Pegfilgrastim

Clinical data
- Trade names: Neulasta
- Biosimilars: pegfilgrastim-apgf, pegfilgrastim-bmez, pegfilgrastim-cbqv, pegfilgrastim-fpgk, pegfilgrastim-jmdb, pegfilgrastim-pbbk, pegfilgrastim-pccg, pegfilgrastim-unne, Armlupeg, Cegfila, Filpegla, Dyrupeg, Ennumo, Fulphila, Fylnetra, Grasustek, Lapelga, Neutropeg, Niopeg, Nyvepria, Pelgraz, Pelmeg, Ristempa, Stimufend, Tezmota, Udenyca, Vivlipeg, Ziextenzo
- AHFS/Drugs.com: Monograph
- MedlinePlus: a607058
- License data: US DailyMed: Pegfilgrastim;
- Pregnancy category: AU: B3;
- Routes of administration: Subcutaneous
- Drug class: Hematopoietic agents, colony-stimulating factors, immunostimulants
- ATC code: L03AA13 (WHO) ;

Legal status
- Legal status: AU: S4 (Prescription only); CA: ℞-only / Schedule D; UK: POM (Prescription only); US: ℞-only; EU: Rx-only; In general: ℞ (Prescription only);

Pharmacokinetic data
- Elimination half-life: 15–80 hrs

Identifiers
- IUPAC name N-(3-Hydroxypropyl)Methionylcolony-stimulating Factor (human), 1-Ether with .Alpha.-Methyl-.Omega.-Hydroxypoly(Oxyethylene);
- CAS Number: 208265-92-3;
- IUPHAR/BPS: 6969;
- DrugBank: DB00019;
- ChemSpider: none;
- UNII: 3A58010674;
- KEGG: D06889;
- ChEMBL: ChEMBL1201568;
- ECHA InfoCard: 100.169.155

Chemical and physical data
- Formula: C_{845}H_{1343}N_{223}O_{243}S_{9}
- Molar mass: 18802.90 g·mol^{−1}

= Pegfilgrastim =

Monoclonal antibody

Pegfilgrastim, sold under the brand name Neulasta among others, is a PEGylated form of the recombinant human granulocyte colony-stimulating factor (GCSF) analog filgrastim. It serves to stimulate the production of white blood cells (neutrophils). Pegfilgrastim was developed by Amgen.

Pegfilgrastim treatment can be used to stimulate bone marrow to produce more neutrophils to fight infection in patients undergoing chemotherapy.

Pegfilgrastim has a human half-life of 15 to 80 hours, much longer than the parent filgrastim (3–4 hours).

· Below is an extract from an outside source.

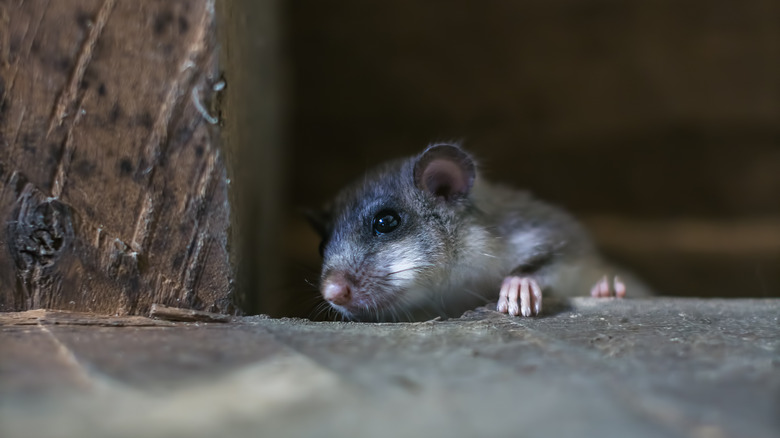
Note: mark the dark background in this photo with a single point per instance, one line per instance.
(657, 123)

Pegfilgrastim was approved for medical use in the United States in January 2002, in the European Union in August 2002, and in Australia in September 2002. It is on the World Health Organization's List of Essential Medicines.

== Medical uses ==
Pegfilgrastim is indicated to decrease the incidence of infection, as manifested by febrile neutropenia, in people with non-myeloid malignancies receiving myelosuppressive anti-cancer drugs associated with a clinically significant incidence of febrile neutropenia; and to increase survival in people acutely exposed to myelosuppressive doses of radiation (hematopoietic subsyndrome of acute radiation syndrome).

== Society and culture ==
=== Legal status ===
In January 2025, the Committee for Medicinal Products for Human Use CHMP of the European Medicines Agency adopted a positive opinion, recommending the granting of a marketing authorization for the medicinal product Dyrupeg, intended to shorten the duration of neutropenia and help prevent febrile neutropenia after cytotoxic chemotherapy. The applicant for this medicinal product is CuraTeQ Biologics s.r.o. Dyrupeg is a biosimilar medicinal product that is highly similar to the reference product Neulasta, which was authorized in the EU in August 2002. Dyrupeg was authorized for medical use in the European Union in March 2025.

In June 2025, the CHMP adopted a positive opinion, recommending the granting of a marketing authorization for the medicinal product Vivlipeg, intended to reduce the duration of neutropenia and the incidence of febrile neutropenia after cytotoxic chemotherapy. The applicant for this medicinal product is Biosimilar Collaborations Ireland Limited. Vivlipeg is a biosimilar medicinal product that is highly similar to Neulasta. Vivlipeg was authorized for medical use in the European Union in August 2025.

In July 2026, the CHMP adopted a positive opinion, recommending the granting of a marketing authorization for the medicinal product Cavoley, intended to reduce the duration of neutropenia and the incidence of febrile neutropenia after cytotoxic chemotherapy. The applicant for this medicinal product is CuraTeQ Biologics. Cavoley is a biosimilar medicinal product that is highly similar to the reference product Neulasta. Data show that Cavoley has comparable quality, safety and efficacy to Neulasta.